The Making of Meaning in Societies: Semiotic & Information-Theoretic Background to the Evolution of Communication

CPM Report No.: 00-66
By: Chrystopher Nehaniv
Date: 2nd May 2000

A Paper at: The "Starting from Society" symposium at ASIB'2000 convention, Birmingham University, 16th-19th April 2000.

Also published as: Christopher Nehaniv (2000), "The Making of Meaning in Societies: Semiotic & INformation-Theoretic Background to the Evolution of Communication", in the Proceedings of the AISB'00 Symposium on Starting from Society - the Application of Social Analogies to Computational Systems, Birmingham, UK: AISB, 73-84. (ISBN 1 902956 13 8)


Abstract

We examine the notions of meaning and information for animals or agents engaged in interaction games. Concepts from cognitive ethology, linguistics, semiotics, and evolution are surveyed. Innateness, individual learning, and social aspects (social learning and cultural transmission) of the evolution of communication are treated.

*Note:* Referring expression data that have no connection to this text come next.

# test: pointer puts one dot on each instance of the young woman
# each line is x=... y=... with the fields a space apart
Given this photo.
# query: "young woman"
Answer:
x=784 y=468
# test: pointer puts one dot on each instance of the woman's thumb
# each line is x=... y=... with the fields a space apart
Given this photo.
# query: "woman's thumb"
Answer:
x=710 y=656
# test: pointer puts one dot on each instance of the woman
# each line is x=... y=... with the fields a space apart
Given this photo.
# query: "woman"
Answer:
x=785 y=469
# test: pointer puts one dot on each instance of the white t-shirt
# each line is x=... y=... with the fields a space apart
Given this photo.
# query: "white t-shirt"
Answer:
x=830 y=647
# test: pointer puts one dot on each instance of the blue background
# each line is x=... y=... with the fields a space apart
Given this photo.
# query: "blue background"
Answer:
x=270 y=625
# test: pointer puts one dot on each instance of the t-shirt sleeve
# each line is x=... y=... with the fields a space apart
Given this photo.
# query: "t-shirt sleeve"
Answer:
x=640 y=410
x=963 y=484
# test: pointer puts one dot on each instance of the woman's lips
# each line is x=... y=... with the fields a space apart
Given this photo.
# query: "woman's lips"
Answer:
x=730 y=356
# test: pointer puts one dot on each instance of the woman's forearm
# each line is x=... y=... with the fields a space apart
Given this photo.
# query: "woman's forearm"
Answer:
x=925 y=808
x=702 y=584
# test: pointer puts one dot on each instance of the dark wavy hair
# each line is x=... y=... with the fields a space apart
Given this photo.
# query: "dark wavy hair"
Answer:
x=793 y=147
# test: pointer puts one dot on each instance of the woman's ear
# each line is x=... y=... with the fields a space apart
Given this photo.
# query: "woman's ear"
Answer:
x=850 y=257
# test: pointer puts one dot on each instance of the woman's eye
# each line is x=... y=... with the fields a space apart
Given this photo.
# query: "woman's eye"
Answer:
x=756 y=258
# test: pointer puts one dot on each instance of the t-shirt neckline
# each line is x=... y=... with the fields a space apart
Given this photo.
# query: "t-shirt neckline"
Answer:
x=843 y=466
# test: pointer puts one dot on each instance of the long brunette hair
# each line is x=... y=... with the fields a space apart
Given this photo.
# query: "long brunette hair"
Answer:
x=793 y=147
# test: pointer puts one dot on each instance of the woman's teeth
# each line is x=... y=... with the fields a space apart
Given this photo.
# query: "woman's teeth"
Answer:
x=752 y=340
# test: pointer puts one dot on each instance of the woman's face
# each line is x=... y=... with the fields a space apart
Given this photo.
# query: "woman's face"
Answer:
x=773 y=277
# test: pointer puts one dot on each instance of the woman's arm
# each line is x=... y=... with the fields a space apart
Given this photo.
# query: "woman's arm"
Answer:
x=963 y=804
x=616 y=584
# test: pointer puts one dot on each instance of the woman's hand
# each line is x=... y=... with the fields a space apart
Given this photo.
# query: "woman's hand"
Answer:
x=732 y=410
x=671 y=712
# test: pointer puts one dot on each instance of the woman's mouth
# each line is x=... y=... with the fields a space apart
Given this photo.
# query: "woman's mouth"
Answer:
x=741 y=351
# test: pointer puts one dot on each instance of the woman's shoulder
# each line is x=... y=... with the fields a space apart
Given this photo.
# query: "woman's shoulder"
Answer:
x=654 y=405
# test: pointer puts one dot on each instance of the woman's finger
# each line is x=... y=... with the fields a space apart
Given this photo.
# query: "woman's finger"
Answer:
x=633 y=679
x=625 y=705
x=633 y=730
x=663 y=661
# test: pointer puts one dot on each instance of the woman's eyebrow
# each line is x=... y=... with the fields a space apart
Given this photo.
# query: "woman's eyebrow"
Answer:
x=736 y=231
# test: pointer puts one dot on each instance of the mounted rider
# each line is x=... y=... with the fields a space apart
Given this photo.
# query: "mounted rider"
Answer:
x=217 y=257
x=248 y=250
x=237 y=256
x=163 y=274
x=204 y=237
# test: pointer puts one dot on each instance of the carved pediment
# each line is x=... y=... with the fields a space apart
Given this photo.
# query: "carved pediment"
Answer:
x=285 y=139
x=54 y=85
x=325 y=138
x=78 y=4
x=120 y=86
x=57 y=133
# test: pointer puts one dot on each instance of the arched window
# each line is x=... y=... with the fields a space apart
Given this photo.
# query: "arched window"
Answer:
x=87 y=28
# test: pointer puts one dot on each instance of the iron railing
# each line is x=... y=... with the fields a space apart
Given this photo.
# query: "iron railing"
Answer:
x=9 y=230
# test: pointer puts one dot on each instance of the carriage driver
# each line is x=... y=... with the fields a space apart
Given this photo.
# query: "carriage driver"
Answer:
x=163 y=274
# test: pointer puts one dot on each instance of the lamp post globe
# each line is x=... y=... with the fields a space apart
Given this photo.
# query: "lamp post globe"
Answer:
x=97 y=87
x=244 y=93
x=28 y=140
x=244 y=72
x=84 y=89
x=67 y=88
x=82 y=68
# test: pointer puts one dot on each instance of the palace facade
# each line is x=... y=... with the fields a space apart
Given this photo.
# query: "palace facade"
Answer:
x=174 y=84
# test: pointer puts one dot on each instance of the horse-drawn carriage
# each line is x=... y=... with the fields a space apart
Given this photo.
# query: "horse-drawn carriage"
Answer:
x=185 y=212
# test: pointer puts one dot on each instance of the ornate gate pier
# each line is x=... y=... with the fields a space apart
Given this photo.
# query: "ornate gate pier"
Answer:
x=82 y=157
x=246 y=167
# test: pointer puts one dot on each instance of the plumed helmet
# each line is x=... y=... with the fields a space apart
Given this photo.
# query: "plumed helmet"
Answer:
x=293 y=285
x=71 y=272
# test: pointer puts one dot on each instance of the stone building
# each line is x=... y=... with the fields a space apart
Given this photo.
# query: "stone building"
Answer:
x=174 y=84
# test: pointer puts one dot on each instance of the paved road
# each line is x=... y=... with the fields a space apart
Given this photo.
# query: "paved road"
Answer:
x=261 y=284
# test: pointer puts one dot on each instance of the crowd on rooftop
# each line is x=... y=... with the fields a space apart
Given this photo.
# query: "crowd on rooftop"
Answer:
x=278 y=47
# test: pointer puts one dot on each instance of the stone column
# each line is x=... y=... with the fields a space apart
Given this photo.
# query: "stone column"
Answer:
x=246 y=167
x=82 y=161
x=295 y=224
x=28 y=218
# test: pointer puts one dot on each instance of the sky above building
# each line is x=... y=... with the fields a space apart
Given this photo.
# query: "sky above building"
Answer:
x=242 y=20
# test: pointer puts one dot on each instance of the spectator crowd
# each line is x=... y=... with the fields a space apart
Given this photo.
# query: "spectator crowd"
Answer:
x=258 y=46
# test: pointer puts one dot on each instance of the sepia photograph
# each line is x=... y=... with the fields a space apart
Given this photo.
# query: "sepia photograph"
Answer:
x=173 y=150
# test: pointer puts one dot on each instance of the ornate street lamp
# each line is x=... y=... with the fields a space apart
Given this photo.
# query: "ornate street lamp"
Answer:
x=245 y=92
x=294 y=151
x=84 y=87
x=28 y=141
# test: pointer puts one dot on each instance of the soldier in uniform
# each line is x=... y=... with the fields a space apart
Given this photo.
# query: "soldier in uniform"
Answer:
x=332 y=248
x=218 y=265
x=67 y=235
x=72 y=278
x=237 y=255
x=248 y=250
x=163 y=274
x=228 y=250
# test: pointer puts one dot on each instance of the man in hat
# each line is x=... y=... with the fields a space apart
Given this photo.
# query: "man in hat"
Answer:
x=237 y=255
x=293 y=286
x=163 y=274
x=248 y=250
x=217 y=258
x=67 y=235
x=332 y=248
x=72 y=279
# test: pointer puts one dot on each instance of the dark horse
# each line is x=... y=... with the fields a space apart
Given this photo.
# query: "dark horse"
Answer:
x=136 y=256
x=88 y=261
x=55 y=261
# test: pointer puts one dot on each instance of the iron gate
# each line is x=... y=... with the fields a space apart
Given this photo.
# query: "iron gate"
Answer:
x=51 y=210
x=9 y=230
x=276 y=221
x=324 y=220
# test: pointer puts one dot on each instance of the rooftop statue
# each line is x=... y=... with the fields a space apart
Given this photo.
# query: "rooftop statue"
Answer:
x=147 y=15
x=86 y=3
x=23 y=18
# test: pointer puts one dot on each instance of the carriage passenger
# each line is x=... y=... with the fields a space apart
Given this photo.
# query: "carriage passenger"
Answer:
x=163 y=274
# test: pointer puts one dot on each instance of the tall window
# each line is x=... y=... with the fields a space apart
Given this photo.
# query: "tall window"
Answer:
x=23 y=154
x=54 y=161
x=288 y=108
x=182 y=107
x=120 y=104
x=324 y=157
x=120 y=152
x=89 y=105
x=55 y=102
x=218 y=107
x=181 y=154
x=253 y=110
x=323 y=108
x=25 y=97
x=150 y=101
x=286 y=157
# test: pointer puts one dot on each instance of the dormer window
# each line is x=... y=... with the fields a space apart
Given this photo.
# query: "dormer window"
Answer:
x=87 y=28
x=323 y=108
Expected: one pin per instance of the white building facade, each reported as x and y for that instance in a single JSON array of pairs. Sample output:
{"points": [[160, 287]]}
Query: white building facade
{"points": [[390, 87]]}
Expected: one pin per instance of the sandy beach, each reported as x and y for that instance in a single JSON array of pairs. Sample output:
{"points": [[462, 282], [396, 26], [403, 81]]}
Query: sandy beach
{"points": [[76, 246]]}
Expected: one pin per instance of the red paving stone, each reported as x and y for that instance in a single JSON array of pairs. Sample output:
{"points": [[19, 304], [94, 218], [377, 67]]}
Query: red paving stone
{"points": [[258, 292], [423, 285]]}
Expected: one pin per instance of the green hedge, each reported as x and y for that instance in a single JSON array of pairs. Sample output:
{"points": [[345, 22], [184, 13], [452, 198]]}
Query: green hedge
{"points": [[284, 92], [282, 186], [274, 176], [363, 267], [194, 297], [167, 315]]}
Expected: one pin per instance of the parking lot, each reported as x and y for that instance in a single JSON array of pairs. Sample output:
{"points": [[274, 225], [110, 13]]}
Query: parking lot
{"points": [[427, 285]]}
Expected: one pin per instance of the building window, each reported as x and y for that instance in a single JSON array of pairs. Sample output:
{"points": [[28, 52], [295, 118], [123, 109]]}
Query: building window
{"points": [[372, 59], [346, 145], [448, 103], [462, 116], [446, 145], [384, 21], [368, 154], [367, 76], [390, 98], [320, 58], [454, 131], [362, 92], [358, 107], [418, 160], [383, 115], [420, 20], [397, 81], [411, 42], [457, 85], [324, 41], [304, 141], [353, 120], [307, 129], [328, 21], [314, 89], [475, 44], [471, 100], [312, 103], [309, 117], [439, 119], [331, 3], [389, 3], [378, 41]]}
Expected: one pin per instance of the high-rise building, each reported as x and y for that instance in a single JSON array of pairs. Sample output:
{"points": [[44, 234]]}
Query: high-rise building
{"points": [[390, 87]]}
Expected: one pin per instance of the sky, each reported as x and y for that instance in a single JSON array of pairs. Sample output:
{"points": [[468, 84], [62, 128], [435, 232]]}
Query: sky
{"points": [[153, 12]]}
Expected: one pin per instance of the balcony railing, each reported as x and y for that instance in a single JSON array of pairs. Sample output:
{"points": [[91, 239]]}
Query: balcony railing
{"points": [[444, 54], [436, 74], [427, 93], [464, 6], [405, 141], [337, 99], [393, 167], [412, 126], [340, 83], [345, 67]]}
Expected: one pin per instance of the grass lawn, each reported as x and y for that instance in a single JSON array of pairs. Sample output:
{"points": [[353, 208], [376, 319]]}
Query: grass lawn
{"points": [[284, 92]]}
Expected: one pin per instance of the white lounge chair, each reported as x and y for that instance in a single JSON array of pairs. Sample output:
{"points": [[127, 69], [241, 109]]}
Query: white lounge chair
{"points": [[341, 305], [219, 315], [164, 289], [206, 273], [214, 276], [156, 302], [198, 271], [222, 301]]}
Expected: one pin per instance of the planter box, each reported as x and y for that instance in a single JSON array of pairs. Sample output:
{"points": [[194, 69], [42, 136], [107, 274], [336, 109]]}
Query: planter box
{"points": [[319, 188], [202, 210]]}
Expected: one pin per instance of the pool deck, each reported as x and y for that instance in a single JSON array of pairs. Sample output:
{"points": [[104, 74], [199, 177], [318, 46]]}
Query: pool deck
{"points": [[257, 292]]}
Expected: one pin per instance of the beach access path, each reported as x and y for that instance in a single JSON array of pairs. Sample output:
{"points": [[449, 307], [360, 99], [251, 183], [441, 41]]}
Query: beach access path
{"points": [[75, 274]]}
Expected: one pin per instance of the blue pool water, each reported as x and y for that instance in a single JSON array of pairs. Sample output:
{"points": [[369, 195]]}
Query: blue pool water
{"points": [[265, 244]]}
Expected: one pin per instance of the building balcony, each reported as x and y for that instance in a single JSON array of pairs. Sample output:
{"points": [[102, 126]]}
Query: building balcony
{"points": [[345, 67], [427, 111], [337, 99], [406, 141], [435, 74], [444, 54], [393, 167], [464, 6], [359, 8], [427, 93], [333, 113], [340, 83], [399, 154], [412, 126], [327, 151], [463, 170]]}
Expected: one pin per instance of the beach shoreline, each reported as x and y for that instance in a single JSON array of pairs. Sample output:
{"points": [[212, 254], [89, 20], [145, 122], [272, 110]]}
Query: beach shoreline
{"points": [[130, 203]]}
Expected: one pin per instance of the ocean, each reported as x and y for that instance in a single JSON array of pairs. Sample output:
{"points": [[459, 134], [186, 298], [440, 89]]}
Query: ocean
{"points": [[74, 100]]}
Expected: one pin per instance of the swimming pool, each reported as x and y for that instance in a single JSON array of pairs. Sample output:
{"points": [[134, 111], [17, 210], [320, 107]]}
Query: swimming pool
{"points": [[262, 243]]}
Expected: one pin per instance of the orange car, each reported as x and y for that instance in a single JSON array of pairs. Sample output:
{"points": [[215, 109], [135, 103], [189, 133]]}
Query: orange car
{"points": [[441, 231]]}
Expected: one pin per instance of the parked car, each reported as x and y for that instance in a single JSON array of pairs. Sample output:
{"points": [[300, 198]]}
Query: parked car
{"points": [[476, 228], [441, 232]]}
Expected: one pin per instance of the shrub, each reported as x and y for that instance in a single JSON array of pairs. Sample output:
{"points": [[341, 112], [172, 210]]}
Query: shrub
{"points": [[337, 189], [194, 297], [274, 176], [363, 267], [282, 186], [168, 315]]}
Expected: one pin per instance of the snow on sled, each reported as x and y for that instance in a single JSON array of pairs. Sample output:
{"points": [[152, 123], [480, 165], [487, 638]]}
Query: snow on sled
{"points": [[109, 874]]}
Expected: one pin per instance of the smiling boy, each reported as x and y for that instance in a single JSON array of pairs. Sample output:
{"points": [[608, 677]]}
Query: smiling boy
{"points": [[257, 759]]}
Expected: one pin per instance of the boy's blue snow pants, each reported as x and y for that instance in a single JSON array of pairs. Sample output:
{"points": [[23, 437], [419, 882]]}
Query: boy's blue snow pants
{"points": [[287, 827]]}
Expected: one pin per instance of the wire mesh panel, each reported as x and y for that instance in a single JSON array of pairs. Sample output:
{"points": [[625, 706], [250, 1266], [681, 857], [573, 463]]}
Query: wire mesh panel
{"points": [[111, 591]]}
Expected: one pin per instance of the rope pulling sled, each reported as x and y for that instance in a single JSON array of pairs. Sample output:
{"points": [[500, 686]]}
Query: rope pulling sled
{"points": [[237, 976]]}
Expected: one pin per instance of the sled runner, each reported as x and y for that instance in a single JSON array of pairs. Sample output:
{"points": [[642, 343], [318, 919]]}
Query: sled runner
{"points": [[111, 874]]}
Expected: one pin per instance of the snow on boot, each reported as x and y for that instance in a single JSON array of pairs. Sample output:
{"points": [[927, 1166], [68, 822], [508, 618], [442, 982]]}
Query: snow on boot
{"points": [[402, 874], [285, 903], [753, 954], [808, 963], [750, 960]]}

Studies on animals and agents showing degrees of communication are analyzed with an eye to describing what aspects of communication actually are demonstrated, or also in the case of many simulation studies, are built-in to the system at the outset. In particular, predication and constituent structure (subcategorization) have so far never been shown to emerge in robotic or software systems.